One of the main reasons to read papers is to learn things. Preferably new things. This is one of those papers where you can pick up a few ideas for analyzing or looking at data or measuring something that you may not have initially thought of. This was certainly the case for me while I read this paper.

There are two effects of additional filtration: reduced patient entrance exposure (from removal of low-energy x-rays) and increased tube loading (from increased technique to compensate for the radiation removed by the additional filtration).

The change in mAs for varying amounts of added filtration and different projections was examined under three conditions: constant patient entrance exposure, constant patient exit exposure and constant film optical density. If I was doing the same study, I probably only would have thought to look at entrance exposure (since it is easiest to measure) or CR exposure index (we use digital systems here).

Maintaining constant entrance exposure required the highest increase in mAs for a given amount of filtration, while maintaining constant film density required the lowest increase. To avoid increasing the amount of image noise with added filtration, I think the ideal parameter to maintain would be constant optical density (or receptor exposure for digital systems). Since maintaining constant optical density is more labour intensive to measure, constant exit exposure is probably and easier parameter to work with (and already measured by phototimer systems). Both methods resulted in similar increases in mAs.

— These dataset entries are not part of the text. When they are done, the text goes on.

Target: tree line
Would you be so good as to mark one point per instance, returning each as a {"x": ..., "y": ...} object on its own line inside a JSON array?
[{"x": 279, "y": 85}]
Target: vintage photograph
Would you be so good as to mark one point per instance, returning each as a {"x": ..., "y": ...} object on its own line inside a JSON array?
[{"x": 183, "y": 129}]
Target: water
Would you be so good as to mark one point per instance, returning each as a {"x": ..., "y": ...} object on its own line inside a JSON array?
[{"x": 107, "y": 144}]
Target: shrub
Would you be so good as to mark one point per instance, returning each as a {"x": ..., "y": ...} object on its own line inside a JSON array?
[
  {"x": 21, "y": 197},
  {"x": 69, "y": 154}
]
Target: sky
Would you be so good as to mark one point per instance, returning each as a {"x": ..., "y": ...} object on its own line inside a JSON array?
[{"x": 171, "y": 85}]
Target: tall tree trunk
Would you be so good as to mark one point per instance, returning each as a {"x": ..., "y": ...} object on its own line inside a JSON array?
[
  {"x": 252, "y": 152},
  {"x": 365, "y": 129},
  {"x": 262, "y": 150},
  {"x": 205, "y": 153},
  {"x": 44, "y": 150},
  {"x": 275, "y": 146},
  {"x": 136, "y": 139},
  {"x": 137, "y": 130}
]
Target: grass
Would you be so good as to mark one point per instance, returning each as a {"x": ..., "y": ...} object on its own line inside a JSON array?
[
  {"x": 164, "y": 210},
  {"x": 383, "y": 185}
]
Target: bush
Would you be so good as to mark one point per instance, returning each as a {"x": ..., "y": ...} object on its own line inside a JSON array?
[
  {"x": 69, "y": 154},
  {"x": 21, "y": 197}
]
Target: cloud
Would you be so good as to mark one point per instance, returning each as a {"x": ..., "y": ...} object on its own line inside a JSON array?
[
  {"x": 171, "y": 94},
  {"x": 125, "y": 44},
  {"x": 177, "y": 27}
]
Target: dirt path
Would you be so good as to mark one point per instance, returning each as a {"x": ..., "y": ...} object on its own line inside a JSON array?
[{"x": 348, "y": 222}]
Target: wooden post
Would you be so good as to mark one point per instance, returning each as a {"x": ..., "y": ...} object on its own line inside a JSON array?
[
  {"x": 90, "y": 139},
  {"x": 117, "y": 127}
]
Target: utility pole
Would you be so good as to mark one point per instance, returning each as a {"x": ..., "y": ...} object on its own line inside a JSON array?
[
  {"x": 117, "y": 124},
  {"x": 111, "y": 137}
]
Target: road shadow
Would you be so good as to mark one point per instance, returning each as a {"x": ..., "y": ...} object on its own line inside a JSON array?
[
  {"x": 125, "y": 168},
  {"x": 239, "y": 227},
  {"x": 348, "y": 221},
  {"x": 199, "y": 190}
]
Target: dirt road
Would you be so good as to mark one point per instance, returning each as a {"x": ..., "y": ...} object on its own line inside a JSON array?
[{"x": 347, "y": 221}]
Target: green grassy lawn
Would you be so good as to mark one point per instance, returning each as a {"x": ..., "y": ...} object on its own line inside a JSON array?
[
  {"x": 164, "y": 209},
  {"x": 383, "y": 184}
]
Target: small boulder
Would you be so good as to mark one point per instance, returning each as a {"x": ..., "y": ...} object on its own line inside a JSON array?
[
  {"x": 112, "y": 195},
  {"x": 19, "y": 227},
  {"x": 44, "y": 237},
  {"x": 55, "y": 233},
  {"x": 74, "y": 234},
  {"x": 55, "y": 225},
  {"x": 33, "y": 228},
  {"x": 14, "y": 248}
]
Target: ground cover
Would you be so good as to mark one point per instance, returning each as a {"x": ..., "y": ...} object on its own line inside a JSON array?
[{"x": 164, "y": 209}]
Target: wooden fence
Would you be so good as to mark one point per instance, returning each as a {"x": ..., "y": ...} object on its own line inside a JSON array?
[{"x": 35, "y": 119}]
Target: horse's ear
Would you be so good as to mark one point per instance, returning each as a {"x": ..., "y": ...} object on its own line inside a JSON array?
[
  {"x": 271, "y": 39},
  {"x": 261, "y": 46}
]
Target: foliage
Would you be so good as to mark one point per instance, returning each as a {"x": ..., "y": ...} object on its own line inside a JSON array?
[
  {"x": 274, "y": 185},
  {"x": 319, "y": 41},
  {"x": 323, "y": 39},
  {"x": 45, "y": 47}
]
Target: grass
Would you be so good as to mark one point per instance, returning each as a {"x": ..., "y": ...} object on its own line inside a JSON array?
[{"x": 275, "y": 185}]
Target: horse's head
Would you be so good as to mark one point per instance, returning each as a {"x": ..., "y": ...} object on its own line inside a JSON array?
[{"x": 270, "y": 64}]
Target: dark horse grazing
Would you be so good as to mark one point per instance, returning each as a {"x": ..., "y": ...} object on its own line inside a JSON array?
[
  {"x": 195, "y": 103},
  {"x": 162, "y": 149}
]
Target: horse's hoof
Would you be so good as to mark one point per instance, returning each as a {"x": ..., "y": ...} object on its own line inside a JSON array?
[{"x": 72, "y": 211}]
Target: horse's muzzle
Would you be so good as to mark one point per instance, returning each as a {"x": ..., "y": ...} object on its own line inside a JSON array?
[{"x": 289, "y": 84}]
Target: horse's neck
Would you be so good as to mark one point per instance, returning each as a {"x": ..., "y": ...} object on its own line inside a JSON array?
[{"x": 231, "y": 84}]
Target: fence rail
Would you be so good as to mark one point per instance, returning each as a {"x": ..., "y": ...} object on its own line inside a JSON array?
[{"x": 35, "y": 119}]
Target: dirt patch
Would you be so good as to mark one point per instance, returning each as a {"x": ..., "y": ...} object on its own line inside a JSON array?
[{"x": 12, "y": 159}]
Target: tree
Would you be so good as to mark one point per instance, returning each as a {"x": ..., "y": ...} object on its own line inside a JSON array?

Increased technique also affects image quality due to focal spot blooming when the tube current is increased. However this is normally a very small effect, which was confirmed by the authors. There is also the potential for increased motion blur when exposure time must be increased, but with the constant exit exposure/optical density methods, the increase in exposure time was small enough so that motion was not a problem.

Even with 4.0 mm added filtration, the increase in mAs should be well within the range of x-ray units to accomodate by increasing mA and/or time without adversely affecting image quality.

Overall I thought this was a well done paper that clearly showed that the impact of added filtration was minimal and easily accomodated by most x-ray systems.